I was recently asked for some advice on how to create inclusive 3d models. Drawing on personal experience of handling model buildings, villages, townscapes and other sites, (that goes back many decades!) plus tips provided by local visually impaired people, I produced the following: –
To be inclusive, models must be useable by people with widely differing ages and abilities (physical, sensory and intellectual).
Before you start, be clear about your aims and objectives/outcomes for the model. That is to say, ask yourself why you want to create it and what visitors will be able to do with it.
Then, ask yourself the following questions:
- Will the model be located inside or outside?
- What material/materials should you use?
- How will visitors make sense of it?
Inclusive models must:
- Look good
- Be well lit
- Be strong enough for people to touch
- Be small enough for people to be able to reach all of it (though they may have to move round it)
- Be placed at a suitable height for children and people who are seated.

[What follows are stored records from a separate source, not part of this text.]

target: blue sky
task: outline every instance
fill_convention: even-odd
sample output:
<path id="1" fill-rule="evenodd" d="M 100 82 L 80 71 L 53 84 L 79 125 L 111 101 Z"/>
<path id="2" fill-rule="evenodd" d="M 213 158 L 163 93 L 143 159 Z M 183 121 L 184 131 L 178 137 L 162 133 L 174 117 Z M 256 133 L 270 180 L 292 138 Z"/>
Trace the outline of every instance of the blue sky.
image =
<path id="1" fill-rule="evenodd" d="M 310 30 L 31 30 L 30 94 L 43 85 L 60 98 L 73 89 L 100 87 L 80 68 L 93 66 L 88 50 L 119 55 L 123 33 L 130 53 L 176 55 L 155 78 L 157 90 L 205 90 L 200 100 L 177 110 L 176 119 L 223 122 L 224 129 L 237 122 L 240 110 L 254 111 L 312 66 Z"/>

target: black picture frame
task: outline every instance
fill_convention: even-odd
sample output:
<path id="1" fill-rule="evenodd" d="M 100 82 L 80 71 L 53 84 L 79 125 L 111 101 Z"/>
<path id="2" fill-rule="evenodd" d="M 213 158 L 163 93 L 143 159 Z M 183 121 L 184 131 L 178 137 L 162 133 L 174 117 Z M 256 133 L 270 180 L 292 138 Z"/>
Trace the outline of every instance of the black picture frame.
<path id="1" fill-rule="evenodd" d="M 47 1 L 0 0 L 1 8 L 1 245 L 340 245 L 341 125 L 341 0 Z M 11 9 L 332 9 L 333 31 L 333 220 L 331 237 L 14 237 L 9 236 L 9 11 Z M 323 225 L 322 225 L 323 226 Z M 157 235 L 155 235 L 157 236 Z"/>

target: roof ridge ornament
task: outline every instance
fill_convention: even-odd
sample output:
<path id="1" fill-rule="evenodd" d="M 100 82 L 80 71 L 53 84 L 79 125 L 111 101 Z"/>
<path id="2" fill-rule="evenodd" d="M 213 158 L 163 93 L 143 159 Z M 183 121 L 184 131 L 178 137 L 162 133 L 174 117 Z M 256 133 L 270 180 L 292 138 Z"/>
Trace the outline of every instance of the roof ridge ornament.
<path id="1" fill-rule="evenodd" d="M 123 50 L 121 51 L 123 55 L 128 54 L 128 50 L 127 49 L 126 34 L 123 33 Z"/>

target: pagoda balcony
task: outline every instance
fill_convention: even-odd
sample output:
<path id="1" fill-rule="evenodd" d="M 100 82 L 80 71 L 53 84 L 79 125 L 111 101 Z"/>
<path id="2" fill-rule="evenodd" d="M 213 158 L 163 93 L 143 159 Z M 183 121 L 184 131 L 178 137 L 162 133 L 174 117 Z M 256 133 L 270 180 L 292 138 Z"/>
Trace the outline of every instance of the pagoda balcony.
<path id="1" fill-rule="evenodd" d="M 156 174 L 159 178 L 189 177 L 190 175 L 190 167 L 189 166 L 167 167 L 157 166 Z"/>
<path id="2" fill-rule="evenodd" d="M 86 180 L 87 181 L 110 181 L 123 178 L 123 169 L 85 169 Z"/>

- Show the contours and key features of the site
- Use different textures for buildings, roads/paths, grass, trees and hedges, rivers/lakes/ponds, etc
- Roads/paths – a smooth surface
- Grass – a rough surface like rough sand paper
- Hedges – raised lines with a rough texture
- Rivers/lakes/ponds – a wavy surface
Model trees, lamp posts and other structures can also be used.
All features must be firmly fixed to the base.